В 1947 году демобилизовали его вместе с другими сибиряками, но обратно собирались не все: кто остался в Белоруссии, кто по пути застрял в Москве.
Москву Копылов посмотрел, красивый, говорит, город, понравился, двух дней хватило — а дальше на иркутский поезд и к Байкалу. Домой.
— Ну, давай теперь телевизор посмотрим, что там новенького у нас!
Алексей Васильевич долго шарит за ящиком в поисках провода, бережно выключает музыкальный центр. Смотреть телевизор он не большой любитель, а музыку — военные песни, «Любэ» и, как он говорит, «Ленечку Утесова» слушает постоянно. Телевизор барахлит, Алексей Васильевич несколько раз стучит кулаком по крышке, и изображение проявляется: Владимир Путин долго идет по коридорам кремлевской резиденции к своей четвертой инаугурации на президентский срок.
— Что-то это не очень новенькое, — замечает Алексей Васильевич.
Он спрашивает, за кого я голосовала, а на ответный вопрос хитро подмигивает:
— Секрет! А ты чего ж тайну голосования не блюдешь!
Голосовал он, впрочем, привычно за коммунистов, хотя особенно теплых чувств к ним не испытывает и в партию не вступал.
— Я ж заместителем в Микояновском колхозе был, надо мной пять председателей сменилось — а я все сижу.
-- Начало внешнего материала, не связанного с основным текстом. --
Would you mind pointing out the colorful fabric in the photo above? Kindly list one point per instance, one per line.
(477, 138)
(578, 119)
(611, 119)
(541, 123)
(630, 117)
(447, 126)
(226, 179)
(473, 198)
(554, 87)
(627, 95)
Был бы партейный — точно был бы председателем!
Спрашиваю, чего б и не стать, действительно, председателем, Копылов опять подмигивает и говорит:
— А на хрена? — и добавляет. — Профилем я на Ульянова не особенно похож.
Алексей Васильевич имеет в виду фильм «Председатель» с Михаилом Ульяновым в главной роли, где фронтовик возвращается в родную деревню, разоренную войной, и налаживает там колхозную и семейную жизнь.
В родную деревню после войны Копылов не вернулся — райвоенком, к которому старший сержант явился с документами, сказал: «Чего тебе в той Курети, езжай на Ольхон, красота, отдохнешь». Что такое остров Ольхон, Копылов тогда не знал, хотя от Курети это меньше ста километров. Во-первых, не было никакой трассы в тридцатые годы, а во-вторых, было не в заводе куда-то ездить, в первый раз дальше райцентра Копылов выехал только с началом войны.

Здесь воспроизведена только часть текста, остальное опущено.